For his article, Paumgarten visited the Otis testing center in Connecticut and shares the Otis claim that their elevators carry "the equivalent of the world's population every five days." Otis is the world's oldest and largest elevator manufacturer. Elisha Graves Otis installed the first safety passenger elevator (in the E.G. Haughwout Building in SoHo) in 1857 after inventing the safety brake in 1853 and demonstrating the brake at the Crystal Palace the following year. In 2003, I gave tours for the Otis company during the festivities celebrating their 150th anniversary.
One morning I helped escort guests to the Hammerstein Ballroom on 34th Street for a party/meeting. As we entered the old opera house, we encountered actors dressed in nineteenth-century costume standing on a wooden platform. "Mr. Otis" explained his new brake, which was there to catch the platform when it suddenly fell as part of the demonstration reenactment.
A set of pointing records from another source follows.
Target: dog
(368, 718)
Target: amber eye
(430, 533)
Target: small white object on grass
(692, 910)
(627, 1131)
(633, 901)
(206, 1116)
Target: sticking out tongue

We applauded politely--we had had 150 years to get used to this technology--and then a curtain parted on the other side of the auditorium to reveal a giant screen. Music began to play and we were all drawn towards the projection of famous buildings and structures equipped with Otis elevators. History nerd that I am, I was still surprised that tears were actually filling my eyes with the images of the Eiffel Tower, the Woolworth Building, the Cities Services Building, the Empire State and Chrysler. "Look at all the skyscrapers!" I wept with the musical accompaniment, unprepared for what was about to happen.
For this to make sense, you should understand that if you are an editor creating a video montage with photographs, you usually try to add movement, say panning across the photo or zooming into it, but if the subjects are skyscrapers and the theme is the elevator, then you're limited to vertical choices--you either tilt up or you tilt down, and if the montage is FULL of skyscrapers, you alternate. So the camera that morning went up one skyscraper and down the next one, up another and down the one after that, and somewhere in the 1970's, it started getting uncomfortable. I wasn't the only one in the audience who was reminded that the skyscraper is the ultimate phallic symbol. As we got closer and closer to the 2003 mark, this Otis-sponsored pornography increased in tempo--up and down and up and down and, faster, faster, up down up down up down, faster, faster, updownupdownupdown until the music crescendoed, the screen went to black and a giant O appeared followed by the letters TIS. During the wild applause, glances were exchanged--did that really just happen?--and then some of us went for water, others outside for a smoke.